I should note something here......
When I'm talking about those "5 uS timing differences" I am
NOT talking about jitter or timing
errors between channels.
What I'm talking about is having the same sound recorded in both channels, with a time delay being added to one of the channels.
The "overall time resolution" of any digital recording of a continuous sine wave is essentially infinite.
If I take a 500 hz sine wave, and record it on a stereo CD, after delaying one channel by 5 uS, you will be able to easily resolve the 5 uS difference (on an oscilloscope).
The reason this works is because we can accurately reconstruct the two 500 Hz sine waves (in the two channels), and compare them.
HOWEVER, our brain uses differences in arrival time to "calculate" location.
Assuming I start with a sound located equally in both channels, I can "move" its apparent location from left to right by adding delay to one channel or the other.
(Our brain calculates that the source is closer to one ear or the other by comparing differences in arrival times at each ear.)
Now let's assume that I start with an unreasonably abrupt impulse (let's call it 5 uS).
(And, yes, I can easily generate a 5 uS sound pulse using various methods.)
Even though most of the energy in that impulse will be at inaudible frequencies, enough will extend into the audible range that we will hear it as a click.
And, if I delay that click in one channel or the other, it will seem to shift locations - between left and right.
However, because that click actually falls between two samples at 44k, we will
NOT be able to precisely reconstruct its time from our 44k sample rate recording.
When we apply our band limiting, that impulse will indeed be spread out into a longer waveform that extends over multiple samples.
And, by looking carefully at that new waveform, we will be able to infer where the original impulse occurred in time.
HOWEVER:
1) in order to do so we will have to make certain assumptions about the filter we used
(we'll assume that, if there is equal amplitude in two samples, then the pulse was equidistant in time between them - but this assumption relies on our filter spreading the energy symmetrically in time)
2) the new waveform will be very different than the original
3) more importantly, unlike the original, our new waveform will have a much more gradual envelope
3a) as a result, mechanisms that rely on sensing abrupt edges of waveforms will be less able to accurately "find" the beginning edge of the impulse
3b) current research seems to strongly suggest that our brains do in fact look for those "edges"

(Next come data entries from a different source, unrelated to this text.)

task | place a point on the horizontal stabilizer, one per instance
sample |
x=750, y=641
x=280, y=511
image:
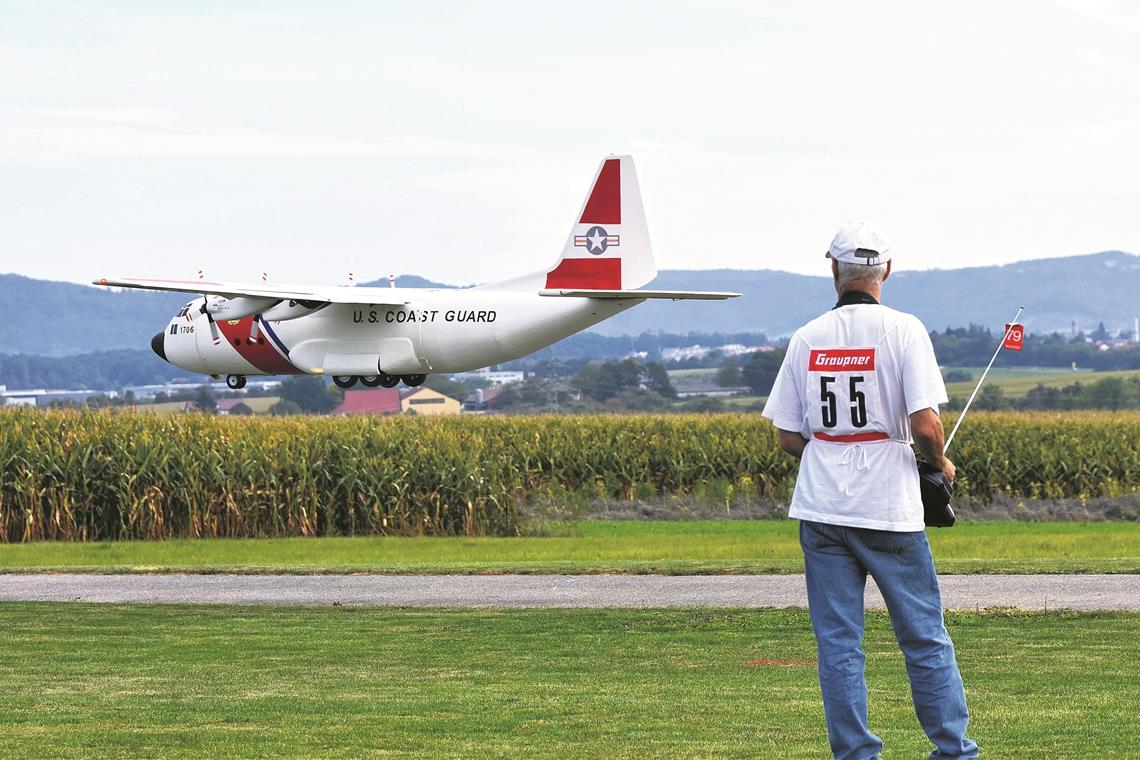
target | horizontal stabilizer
x=356, y=295
x=670, y=295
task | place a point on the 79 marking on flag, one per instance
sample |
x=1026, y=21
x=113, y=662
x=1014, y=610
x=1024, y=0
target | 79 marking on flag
x=1015, y=335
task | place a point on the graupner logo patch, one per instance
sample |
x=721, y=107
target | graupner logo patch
x=840, y=360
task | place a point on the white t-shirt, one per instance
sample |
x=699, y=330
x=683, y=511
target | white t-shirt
x=848, y=384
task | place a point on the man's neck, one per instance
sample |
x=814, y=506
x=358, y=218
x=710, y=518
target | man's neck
x=872, y=289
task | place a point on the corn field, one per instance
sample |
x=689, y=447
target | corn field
x=83, y=475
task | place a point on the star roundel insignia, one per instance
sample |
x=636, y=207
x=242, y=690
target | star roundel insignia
x=596, y=240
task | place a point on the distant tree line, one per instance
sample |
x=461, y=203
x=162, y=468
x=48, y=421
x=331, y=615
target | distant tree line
x=974, y=345
x=103, y=370
x=1110, y=393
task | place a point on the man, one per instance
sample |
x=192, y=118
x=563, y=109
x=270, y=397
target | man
x=856, y=386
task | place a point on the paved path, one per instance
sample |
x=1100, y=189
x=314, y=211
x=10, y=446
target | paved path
x=959, y=591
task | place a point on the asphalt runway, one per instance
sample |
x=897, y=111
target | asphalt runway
x=959, y=591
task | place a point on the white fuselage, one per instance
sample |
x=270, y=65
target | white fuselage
x=437, y=331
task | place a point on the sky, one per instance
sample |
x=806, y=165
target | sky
x=456, y=140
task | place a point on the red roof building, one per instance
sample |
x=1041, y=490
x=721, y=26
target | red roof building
x=371, y=401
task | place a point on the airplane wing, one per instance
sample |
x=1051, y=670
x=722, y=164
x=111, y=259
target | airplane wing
x=670, y=295
x=324, y=294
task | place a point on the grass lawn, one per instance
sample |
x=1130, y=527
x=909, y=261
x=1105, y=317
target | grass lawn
x=110, y=680
x=741, y=546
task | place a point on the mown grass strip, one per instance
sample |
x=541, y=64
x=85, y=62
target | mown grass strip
x=672, y=547
x=105, y=680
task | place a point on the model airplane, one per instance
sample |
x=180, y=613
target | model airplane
x=381, y=336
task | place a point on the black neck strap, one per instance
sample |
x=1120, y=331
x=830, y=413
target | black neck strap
x=854, y=296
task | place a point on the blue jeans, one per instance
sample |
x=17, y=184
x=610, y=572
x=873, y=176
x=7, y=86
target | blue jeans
x=837, y=561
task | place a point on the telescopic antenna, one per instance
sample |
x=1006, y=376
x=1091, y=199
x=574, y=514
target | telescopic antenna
x=982, y=380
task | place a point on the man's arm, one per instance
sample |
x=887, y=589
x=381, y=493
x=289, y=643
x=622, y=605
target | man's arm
x=929, y=438
x=791, y=442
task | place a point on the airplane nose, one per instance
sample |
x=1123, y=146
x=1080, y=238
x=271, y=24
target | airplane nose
x=159, y=345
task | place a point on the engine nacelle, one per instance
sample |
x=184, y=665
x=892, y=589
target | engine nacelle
x=291, y=310
x=243, y=305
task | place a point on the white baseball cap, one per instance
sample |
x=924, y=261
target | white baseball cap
x=860, y=243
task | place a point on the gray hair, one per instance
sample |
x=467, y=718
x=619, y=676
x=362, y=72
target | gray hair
x=852, y=274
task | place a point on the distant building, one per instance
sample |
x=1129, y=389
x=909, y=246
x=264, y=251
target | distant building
x=495, y=377
x=483, y=399
x=395, y=401
x=371, y=401
x=426, y=401
x=714, y=391
x=46, y=397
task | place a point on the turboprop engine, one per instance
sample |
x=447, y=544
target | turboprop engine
x=238, y=307
x=291, y=309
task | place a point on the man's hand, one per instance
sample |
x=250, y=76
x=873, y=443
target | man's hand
x=792, y=443
x=926, y=427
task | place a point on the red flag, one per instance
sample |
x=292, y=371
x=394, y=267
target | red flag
x=1014, y=336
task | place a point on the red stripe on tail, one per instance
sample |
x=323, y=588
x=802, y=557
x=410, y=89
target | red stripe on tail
x=604, y=204
x=586, y=274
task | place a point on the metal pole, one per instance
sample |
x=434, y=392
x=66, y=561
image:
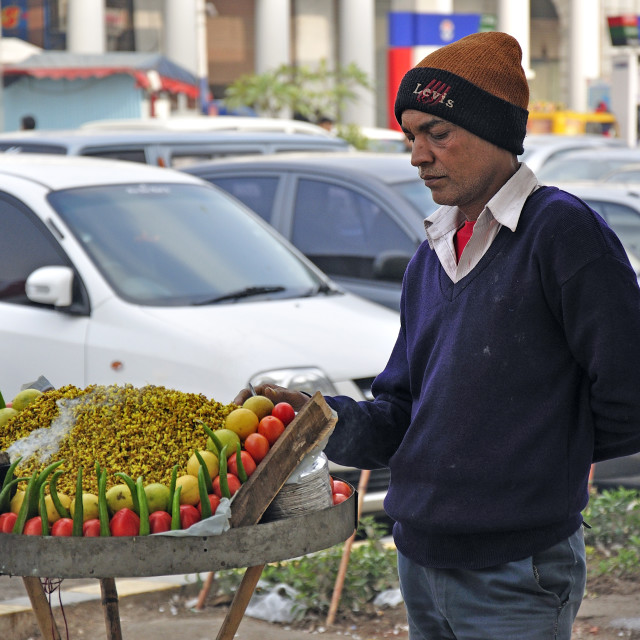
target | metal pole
x=203, y=59
x=2, y=124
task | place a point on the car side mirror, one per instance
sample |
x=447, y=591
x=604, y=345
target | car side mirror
x=51, y=285
x=390, y=265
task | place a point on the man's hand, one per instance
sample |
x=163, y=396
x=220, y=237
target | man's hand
x=276, y=394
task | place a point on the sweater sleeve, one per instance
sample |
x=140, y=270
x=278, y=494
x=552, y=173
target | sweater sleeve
x=599, y=302
x=602, y=314
x=368, y=433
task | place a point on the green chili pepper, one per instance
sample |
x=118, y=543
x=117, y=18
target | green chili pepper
x=172, y=484
x=175, y=510
x=43, y=511
x=78, y=507
x=132, y=488
x=23, y=513
x=205, y=505
x=144, y=508
x=103, y=511
x=41, y=479
x=224, y=485
x=5, y=494
x=60, y=508
x=242, y=474
x=10, y=471
x=205, y=470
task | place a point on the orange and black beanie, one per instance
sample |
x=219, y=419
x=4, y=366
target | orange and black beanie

3c) this in turn suggests that turning a sharp impulse into a more gradual band limited waveform may compromise the accuracy with which our brains can determine its exact beginning
3d) and this, in turn, suggests that doing so may reduce the accuracy with which our brains are able to utilize this particular location cue
(if the starting time of the impulse cannot be determined distinctly, then we will have the equivalent of a blurry image when we attempt to compare them)

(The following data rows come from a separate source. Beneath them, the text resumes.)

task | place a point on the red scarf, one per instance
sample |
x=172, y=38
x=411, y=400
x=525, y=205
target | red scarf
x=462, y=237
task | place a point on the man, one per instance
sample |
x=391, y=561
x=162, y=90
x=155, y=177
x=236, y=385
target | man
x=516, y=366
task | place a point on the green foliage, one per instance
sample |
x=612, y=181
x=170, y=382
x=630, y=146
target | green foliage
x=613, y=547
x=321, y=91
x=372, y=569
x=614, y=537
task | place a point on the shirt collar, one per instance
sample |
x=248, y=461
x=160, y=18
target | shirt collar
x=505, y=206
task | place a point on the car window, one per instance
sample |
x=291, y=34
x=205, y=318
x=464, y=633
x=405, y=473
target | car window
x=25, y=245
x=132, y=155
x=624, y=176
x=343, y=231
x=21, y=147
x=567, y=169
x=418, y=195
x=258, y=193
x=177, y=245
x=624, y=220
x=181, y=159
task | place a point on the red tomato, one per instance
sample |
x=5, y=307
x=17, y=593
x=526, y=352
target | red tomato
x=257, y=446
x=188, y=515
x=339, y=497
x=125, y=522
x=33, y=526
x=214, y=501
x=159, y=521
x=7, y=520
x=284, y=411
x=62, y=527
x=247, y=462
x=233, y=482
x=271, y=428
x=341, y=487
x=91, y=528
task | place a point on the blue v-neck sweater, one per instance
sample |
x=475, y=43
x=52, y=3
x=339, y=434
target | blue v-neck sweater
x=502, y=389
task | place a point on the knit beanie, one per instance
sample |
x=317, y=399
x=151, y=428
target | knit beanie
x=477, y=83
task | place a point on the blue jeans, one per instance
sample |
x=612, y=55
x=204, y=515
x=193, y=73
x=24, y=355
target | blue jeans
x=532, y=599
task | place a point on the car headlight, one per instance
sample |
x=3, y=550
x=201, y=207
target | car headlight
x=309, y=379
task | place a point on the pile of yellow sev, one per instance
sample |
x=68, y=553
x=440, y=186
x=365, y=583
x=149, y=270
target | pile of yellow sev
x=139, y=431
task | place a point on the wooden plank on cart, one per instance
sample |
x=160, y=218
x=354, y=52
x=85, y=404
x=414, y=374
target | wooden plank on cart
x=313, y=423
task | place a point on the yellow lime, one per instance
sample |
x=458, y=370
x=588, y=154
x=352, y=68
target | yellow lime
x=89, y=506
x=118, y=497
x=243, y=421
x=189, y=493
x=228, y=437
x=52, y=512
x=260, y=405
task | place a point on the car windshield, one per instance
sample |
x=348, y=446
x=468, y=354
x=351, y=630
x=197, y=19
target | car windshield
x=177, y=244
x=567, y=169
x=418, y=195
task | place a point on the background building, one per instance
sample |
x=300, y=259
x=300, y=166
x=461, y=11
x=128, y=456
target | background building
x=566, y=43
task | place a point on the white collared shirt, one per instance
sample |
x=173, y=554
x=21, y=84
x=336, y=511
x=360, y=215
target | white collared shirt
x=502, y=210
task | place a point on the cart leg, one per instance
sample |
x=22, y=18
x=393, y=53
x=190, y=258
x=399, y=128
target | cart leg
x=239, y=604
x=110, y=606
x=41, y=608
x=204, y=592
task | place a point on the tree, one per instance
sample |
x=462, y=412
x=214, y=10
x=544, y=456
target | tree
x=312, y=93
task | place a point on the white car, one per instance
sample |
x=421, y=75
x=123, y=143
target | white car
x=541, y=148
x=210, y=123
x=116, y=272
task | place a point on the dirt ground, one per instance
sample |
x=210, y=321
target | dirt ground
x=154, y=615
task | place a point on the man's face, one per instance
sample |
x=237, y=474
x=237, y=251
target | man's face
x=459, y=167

The result of all this MAY be that our brains end up being less accurate in their estimation of where sound objects are located in space.
The result could be that objects seem to be in different locations, or that we perceive the location of individual instruments as being less distinct.
(A similar effect occurs with "stereoscopic 3D video"; when the various depth cues conflict, even slightly, which they often do, the image seems "less distinct and less real".)
Note that, if you accept the current "spectrum analyzer" model of the human ear (with a bunch of "detector hairs", each of which is "tuned" to a distinct frequency).
The frequency which the "top hair" responds to will determine the highest frequency we can detect as a continuous sine wave.
However, that number says nothing about the
TIME RESOLUTION (how quickly, and how accurately, our brain can respond to
WHEN a particular hair was excited.)
Please note that I'm not specifically suggesting that this will turn out to be true...... however I don't assume that it isn't true either.
Recent research in how your brain calculates eye movement has shown that the mechanism is quite different than what we previously thought... and not especially intuitive to most people.
Therefore, I prefer NOT to make claims based on inferences based on old or incomplete information...
I agree with you..... however this thread is not a discussion about enjoying music.
It is about some very specific assertions about what is and is not "humanly perceptible".
1)
No.
16/44.1 audio can do 5 uS timing differences easily ON CONTINUOUS SINE WAVES.
(and not so well under some other conditions and with some other waveforms.)
2)
I agree with you.
However, this thread is NOT about "whether high-res is worthwhile"...
It makes a very specific assertion (and it asserts, not that the difference is "nearly impossible to detect" but rather that the difference is "IMPOSSIBLE to detect").
In fact, the title of the thread actually makes two assertions that directly contradict each other (as does the original paper).
The original Xaph Audio paper actually asserts that the high-res version will sound audibly WORSE because of interactions between equipment.
(Which claim must be based on the idea that there will be an audible difference after all.)